Jasen Hamilton is a successful tradesman and business co-owner partly because he has gumption. That was evident in his decision not only to get into plumbing but to “master” it. He also had the drive to start his own business. Perhaps even more indicative of his mindset was his decision to go back to school.
Hamilton never earned a high school diploma. As he embarked on a career as a tradesman at age 33, he decided to go back and earn a GED to lay a foundation for his master plumbing license. “I did it for myself, but also for my sons. (They were in middle school at the time.) I wanted them to know how important education is. It was the right thing to do,” he says.

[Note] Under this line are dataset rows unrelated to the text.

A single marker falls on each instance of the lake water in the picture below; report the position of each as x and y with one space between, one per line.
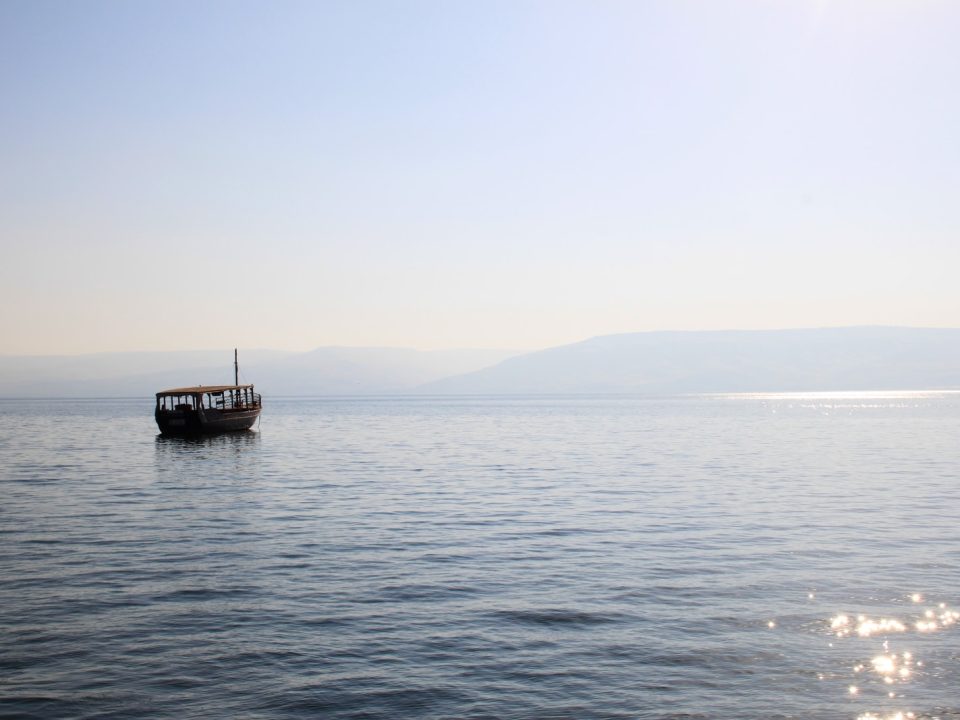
747 557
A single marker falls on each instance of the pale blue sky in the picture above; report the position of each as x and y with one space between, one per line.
183 175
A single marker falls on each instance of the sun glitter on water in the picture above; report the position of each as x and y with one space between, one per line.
883 678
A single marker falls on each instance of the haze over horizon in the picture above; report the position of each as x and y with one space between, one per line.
294 175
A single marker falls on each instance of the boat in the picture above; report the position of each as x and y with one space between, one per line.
208 409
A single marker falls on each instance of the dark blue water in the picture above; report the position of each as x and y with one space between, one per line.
484 558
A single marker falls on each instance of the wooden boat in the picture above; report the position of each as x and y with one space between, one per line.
208 409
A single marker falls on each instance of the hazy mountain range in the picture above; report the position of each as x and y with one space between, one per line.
858 358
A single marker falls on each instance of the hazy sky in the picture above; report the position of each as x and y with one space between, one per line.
184 175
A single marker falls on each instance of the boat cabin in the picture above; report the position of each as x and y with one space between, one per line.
208 397
207 409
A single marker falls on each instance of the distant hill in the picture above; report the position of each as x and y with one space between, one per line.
854 358
325 371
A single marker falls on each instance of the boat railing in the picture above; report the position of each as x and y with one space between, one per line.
238 401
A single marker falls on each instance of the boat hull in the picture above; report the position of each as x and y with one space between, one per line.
206 421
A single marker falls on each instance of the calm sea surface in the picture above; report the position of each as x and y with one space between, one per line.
747 557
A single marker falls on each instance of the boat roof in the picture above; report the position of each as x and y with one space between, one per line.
203 389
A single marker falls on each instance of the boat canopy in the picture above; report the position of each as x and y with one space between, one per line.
199 389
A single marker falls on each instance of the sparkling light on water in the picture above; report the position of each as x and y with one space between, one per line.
889 667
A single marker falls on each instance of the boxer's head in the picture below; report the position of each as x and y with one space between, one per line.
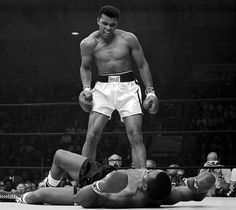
115 160
107 21
157 184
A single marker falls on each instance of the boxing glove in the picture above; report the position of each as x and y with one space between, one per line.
86 100
112 183
151 103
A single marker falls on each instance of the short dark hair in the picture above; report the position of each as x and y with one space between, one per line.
109 11
160 187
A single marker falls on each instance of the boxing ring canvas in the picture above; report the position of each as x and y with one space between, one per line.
209 203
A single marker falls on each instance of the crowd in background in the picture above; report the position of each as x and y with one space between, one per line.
38 150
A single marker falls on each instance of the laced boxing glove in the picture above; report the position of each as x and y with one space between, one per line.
112 183
151 103
86 99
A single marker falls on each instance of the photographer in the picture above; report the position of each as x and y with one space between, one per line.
222 175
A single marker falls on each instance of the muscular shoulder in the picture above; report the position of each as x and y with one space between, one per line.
89 42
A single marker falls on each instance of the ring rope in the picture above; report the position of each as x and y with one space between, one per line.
119 132
160 167
76 103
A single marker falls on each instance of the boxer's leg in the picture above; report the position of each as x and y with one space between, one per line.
133 125
195 189
56 196
97 122
63 162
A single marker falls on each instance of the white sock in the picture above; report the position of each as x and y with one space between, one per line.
52 182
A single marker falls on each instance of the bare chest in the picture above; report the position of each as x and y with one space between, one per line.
117 50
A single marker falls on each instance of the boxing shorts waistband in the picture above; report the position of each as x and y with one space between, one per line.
126 77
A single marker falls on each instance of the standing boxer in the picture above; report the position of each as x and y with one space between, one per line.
116 88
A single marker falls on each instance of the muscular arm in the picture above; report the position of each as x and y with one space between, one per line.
142 65
86 47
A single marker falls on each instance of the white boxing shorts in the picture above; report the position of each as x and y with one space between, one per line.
125 97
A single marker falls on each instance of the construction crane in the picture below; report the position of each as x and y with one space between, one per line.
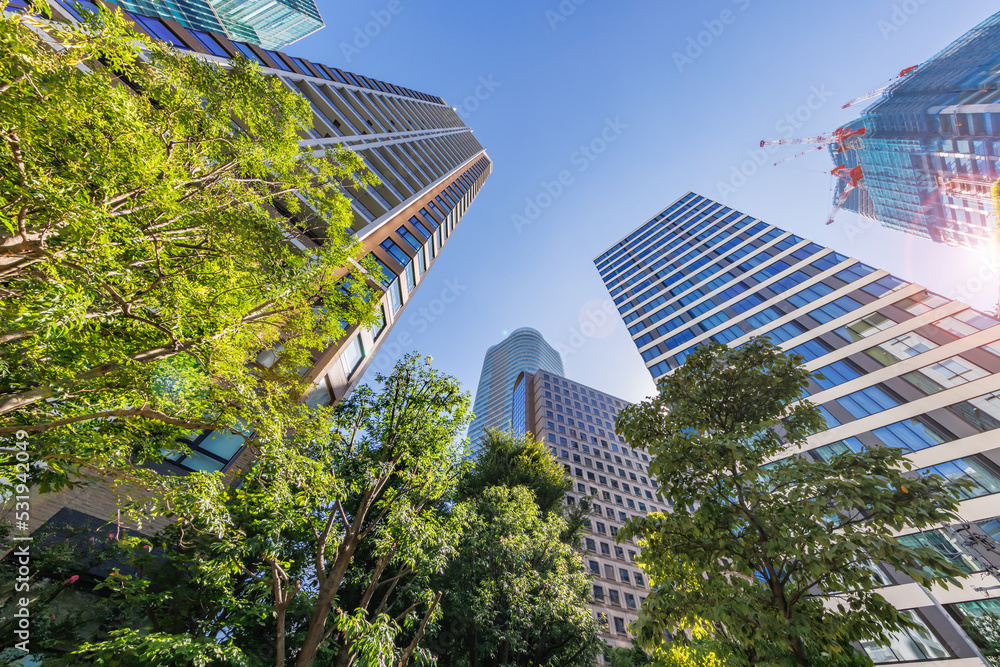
881 89
853 177
841 137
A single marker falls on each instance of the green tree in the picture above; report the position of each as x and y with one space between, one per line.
755 547
509 460
326 557
147 201
516 593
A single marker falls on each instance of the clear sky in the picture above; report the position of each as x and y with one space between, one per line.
682 93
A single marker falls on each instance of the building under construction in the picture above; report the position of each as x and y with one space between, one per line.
924 154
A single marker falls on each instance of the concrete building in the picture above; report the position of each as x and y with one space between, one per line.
577 424
930 148
903 367
430 166
523 350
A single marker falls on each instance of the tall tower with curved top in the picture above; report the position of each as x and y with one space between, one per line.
523 350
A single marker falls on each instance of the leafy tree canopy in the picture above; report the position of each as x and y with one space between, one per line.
147 201
775 554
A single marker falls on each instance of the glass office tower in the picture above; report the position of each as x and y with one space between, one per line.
430 168
577 424
270 24
903 367
931 146
523 350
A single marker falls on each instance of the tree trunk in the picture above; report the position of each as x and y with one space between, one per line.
421 631
799 649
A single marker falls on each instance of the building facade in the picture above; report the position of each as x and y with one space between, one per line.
269 24
903 367
523 350
930 149
430 167
577 424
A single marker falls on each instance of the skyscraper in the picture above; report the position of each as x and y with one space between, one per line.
430 167
903 367
928 155
577 425
269 24
523 350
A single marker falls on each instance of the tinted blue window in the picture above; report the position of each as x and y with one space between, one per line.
836 373
834 309
159 30
914 434
831 421
883 285
784 332
210 43
812 349
395 251
851 274
866 402
410 239
278 62
248 53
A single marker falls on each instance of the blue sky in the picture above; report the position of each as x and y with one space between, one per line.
669 96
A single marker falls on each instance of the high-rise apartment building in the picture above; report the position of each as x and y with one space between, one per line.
929 152
577 424
430 166
523 350
902 367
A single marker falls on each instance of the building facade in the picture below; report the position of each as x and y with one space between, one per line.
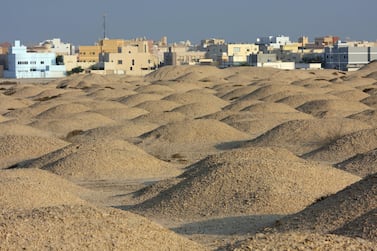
130 60
348 58
231 54
55 46
183 56
23 64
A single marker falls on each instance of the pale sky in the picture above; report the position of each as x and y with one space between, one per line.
81 21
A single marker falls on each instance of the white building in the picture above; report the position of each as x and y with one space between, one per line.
57 46
23 64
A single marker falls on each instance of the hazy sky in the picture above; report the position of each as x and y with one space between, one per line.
81 21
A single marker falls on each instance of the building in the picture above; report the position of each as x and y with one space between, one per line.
23 64
343 57
183 56
130 60
321 42
55 45
231 54
274 42
208 42
259 59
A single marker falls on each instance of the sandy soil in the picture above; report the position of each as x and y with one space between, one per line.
190 158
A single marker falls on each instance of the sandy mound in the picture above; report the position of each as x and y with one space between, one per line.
160 118
303 136
346 146
236 92
32 188
302 241
71 122
122 114
127 129
257 123
331 108
266 107
194 131
86 228
197 96
300 99
197 110
183 73
9 103
248 181
282 91
364 227
336 210
103 159
361 164
62 110
155 89
351 95
13 128
158 105
368 116
110 93
24 90
136 99
190 139
16 148
370 101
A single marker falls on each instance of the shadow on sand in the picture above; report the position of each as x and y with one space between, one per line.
239 225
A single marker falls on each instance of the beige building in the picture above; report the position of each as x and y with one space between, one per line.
91 53
183 56
231 54
130 60
71 62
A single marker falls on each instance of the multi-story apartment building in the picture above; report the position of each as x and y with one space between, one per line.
321 42
343 57
272 42
231 54
55 45
23 64
183 56
91 53
130 60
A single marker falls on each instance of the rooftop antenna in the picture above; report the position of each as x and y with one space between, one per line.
104 26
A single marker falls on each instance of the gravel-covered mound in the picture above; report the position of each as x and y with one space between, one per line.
335 211
247 181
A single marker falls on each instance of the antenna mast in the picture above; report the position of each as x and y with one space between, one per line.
104 26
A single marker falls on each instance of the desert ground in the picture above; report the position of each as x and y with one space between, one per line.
190 158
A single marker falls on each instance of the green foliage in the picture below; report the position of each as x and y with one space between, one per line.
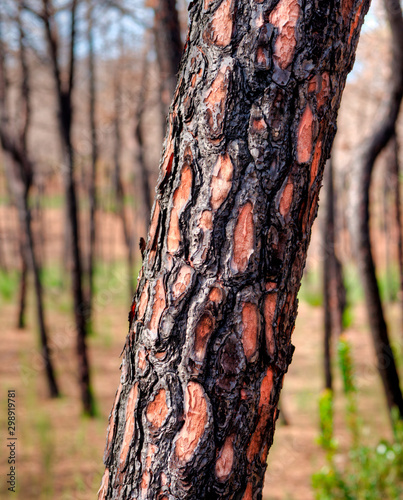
370 473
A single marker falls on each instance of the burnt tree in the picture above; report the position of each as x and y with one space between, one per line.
382 133
249 131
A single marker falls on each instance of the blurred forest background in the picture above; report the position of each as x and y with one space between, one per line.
85 88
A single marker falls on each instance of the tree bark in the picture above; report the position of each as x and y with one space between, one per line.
360 189
249 131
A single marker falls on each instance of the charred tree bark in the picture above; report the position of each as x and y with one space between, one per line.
169 48
94 158
361 183
250 129
65 116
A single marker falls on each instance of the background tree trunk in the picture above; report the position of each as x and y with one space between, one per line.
169 48
361 182
250 129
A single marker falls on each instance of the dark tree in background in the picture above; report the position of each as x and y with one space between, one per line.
249 131
19 173
383 132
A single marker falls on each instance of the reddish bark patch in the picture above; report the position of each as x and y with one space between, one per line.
203 332
248 492
258 124
153 234
324 91
143 301
215 294
142 359
316 161
157 409
221 180
103 490
346 8
225 460
111 428
284 17
286 198
215 100
270 285
354 24
182 281
220 29
269 311
195 422
250 325
244 238
180 199
158 305
258 437
129 425
305 134
206 220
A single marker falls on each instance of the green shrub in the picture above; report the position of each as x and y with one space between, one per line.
370 473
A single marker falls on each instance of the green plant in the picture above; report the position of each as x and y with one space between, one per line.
370 472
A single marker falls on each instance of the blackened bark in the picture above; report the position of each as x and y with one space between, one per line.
94 157
169 48
65 118
361 183
250 129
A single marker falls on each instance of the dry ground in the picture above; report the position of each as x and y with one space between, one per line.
60 453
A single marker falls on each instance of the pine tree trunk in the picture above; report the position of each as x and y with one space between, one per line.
360 188
250 129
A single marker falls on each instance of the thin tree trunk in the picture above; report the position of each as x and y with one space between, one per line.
209 342
21 322
119 190
20 184
65 116
361 183
94 157
138 133
169 49
399 222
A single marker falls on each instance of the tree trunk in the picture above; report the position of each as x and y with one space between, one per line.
250 129
65 116
360 188
169 48
20 182
21 322
145 191
119 190
94 158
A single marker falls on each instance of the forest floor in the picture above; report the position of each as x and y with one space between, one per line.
59 453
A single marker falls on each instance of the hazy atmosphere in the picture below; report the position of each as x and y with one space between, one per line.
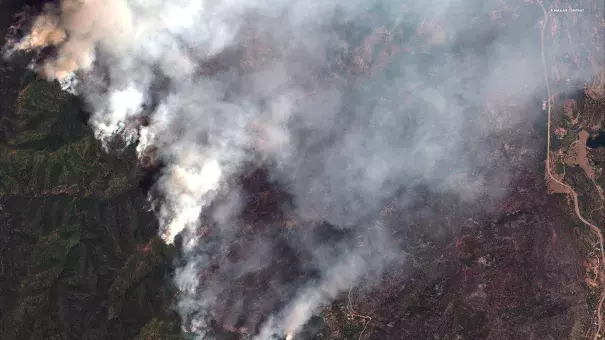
297 95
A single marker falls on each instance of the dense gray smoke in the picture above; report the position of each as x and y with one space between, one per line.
298 88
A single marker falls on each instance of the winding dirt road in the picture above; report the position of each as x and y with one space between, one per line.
596 230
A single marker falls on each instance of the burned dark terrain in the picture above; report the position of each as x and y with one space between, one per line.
80 257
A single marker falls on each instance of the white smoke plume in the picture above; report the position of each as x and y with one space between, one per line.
225 83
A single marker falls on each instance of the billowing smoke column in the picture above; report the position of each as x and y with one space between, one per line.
297 88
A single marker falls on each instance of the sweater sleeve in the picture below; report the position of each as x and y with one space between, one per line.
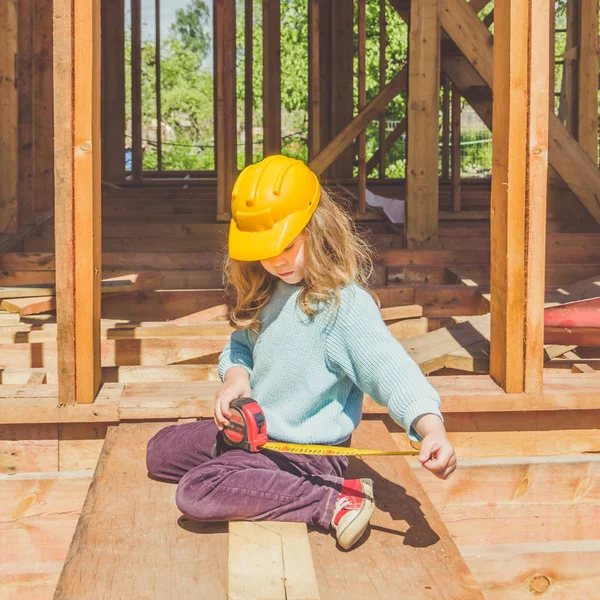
360 345
237 353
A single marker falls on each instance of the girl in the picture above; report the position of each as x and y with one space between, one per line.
309 341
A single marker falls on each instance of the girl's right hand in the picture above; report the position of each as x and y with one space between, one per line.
237 385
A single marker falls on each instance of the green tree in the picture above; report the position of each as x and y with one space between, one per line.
192 27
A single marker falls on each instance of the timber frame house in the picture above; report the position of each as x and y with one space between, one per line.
129 260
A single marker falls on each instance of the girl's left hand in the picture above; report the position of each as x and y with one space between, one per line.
437 455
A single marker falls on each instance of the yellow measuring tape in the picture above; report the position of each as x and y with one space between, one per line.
317 450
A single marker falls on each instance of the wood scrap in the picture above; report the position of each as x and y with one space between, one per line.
393 313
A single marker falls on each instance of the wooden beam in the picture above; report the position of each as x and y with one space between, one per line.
421 225
271 77
587 78
136 90
314 78
456 160
341 83
362 100
335 148
26 196
226 130
382 82
248 83
113 90
571 162
519 186
42 107
9 149
78 196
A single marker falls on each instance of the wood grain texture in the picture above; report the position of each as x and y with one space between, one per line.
8 117
405 539
421 227
169 557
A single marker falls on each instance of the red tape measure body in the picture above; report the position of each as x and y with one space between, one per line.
247 427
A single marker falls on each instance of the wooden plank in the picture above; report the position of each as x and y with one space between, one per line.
571 162
519 183
270 560
362 100
248 83
113 90
455 157
9 139
405 538
421 225
345 137
43 121
25 89
123 493
342 87
271 77
225 106
587 78
77 165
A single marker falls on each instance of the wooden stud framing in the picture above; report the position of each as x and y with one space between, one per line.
271 77
249 87
362 101
113 90
382 82
43 172
9 149
25 194
136 89
421 227
519 186
341 82
225 122
314 78
78 197
456 162
445 127
587 78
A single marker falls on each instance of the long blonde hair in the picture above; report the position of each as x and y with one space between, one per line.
334 256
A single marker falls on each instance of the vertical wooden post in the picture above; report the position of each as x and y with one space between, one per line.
272 77
519 187
9 149
445 127
158 86
43 133
248 84
136 90
587 78
341 80
78 188
113 90
314 78
225 122
382 82
25 193
362 100
456 159
423 105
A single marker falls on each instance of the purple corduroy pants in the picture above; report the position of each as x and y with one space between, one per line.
239 485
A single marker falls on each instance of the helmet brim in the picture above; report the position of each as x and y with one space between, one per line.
252 246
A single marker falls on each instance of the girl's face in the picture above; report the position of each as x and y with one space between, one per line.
289 265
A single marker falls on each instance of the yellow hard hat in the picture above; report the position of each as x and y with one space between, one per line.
271 203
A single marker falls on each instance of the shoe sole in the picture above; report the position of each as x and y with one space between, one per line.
349 535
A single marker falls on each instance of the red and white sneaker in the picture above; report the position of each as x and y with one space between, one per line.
353 510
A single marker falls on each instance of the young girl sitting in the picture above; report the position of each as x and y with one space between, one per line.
309 341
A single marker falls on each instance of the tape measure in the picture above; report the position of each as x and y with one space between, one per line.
247 429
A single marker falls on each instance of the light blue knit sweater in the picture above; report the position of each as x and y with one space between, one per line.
309 375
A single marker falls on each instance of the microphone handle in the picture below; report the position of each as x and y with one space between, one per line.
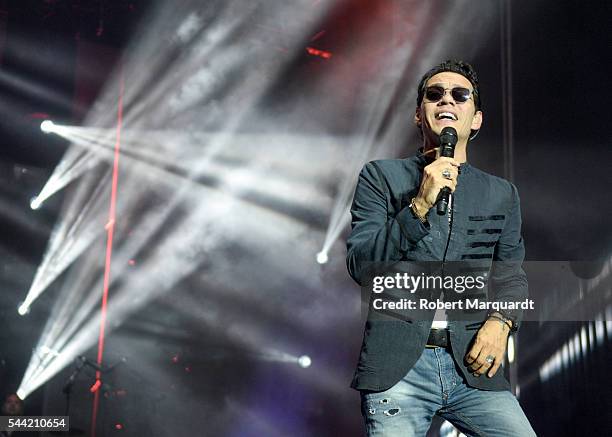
443 199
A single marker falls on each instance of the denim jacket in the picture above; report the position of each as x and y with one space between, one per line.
485 225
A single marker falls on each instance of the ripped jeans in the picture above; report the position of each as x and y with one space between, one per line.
434 386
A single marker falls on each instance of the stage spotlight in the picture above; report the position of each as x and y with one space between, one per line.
47 126
322 257
35 203
23 309
304 361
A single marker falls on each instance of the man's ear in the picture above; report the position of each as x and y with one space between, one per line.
417 117
477 120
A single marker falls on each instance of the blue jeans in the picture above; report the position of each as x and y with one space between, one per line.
434 386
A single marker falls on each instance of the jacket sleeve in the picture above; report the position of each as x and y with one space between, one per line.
375 236
509 280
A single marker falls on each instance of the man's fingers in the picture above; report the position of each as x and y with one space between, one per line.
446 160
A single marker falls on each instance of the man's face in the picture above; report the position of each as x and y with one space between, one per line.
13 406
434 116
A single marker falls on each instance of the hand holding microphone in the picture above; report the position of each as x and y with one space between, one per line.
439 177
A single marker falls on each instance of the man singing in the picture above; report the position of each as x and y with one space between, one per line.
409 370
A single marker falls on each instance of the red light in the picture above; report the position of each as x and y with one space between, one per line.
316 52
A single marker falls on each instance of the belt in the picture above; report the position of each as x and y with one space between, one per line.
438 338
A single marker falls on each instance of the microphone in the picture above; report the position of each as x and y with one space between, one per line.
448 140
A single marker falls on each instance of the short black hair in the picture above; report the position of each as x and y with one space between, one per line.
454 66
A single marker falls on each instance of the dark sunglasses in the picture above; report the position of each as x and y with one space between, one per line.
459 94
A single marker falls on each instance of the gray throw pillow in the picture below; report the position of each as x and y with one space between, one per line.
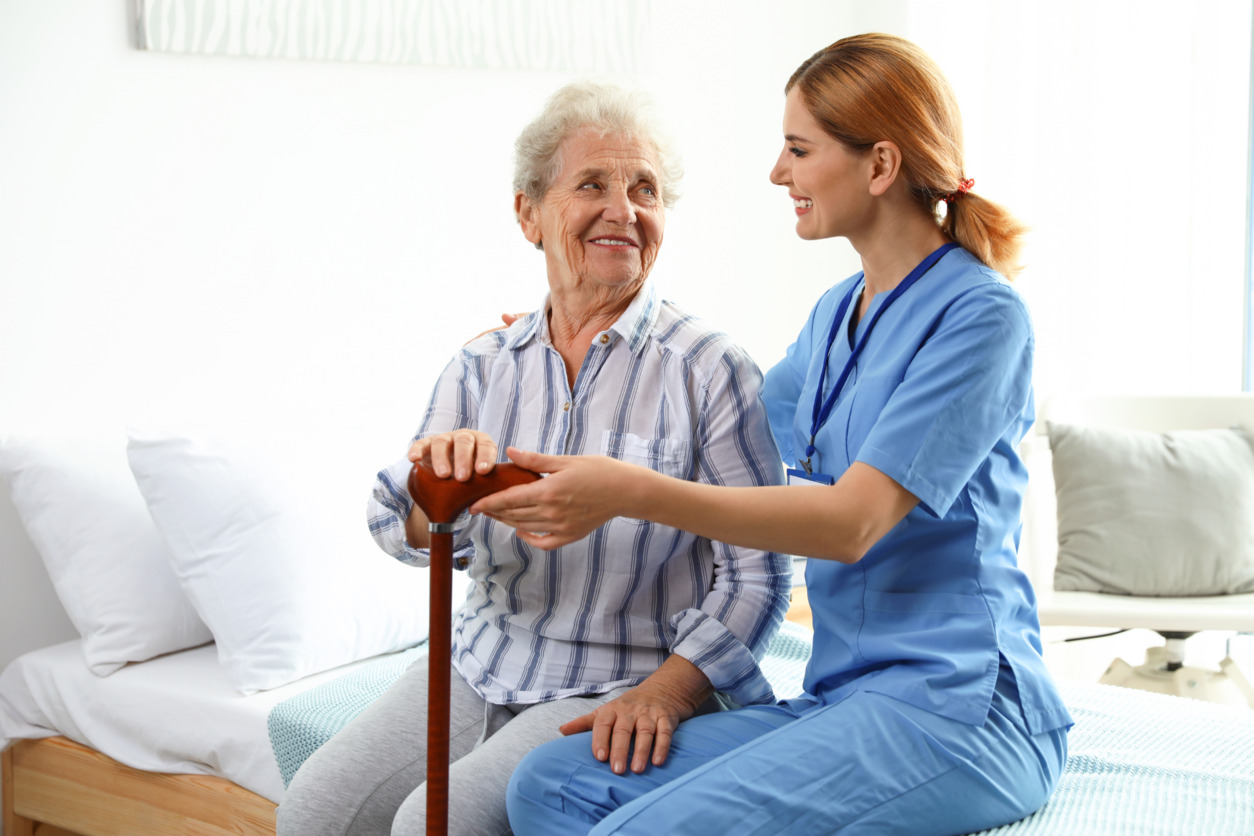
1154 514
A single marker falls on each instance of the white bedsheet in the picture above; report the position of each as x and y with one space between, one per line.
174 713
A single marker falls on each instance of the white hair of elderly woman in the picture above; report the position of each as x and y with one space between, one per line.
592 104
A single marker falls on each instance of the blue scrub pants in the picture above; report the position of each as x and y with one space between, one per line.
865 765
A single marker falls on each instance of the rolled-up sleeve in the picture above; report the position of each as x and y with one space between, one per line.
730 632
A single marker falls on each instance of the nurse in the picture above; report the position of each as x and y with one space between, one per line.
899 409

Her husband is something of an idealist, Brianne suggests. “When Jasen saw an American Standard poster that read, ‘The Plumber Protects the Health of the Nation,’ he took that absolutely to heart. That’s how important plumbing is to public health and it is extremely important to him.”
A stated core value of the company is, “We Grow.” Growth as professionals or growth as a company?
“It is talking about both of those,” Jasen Hamilton says. “About becoming a better plumber and better people as well as growing our company to help more people.” RoyalTee is experiencing growth, according to the Hamiltons, and the owners seem to be keeping pace.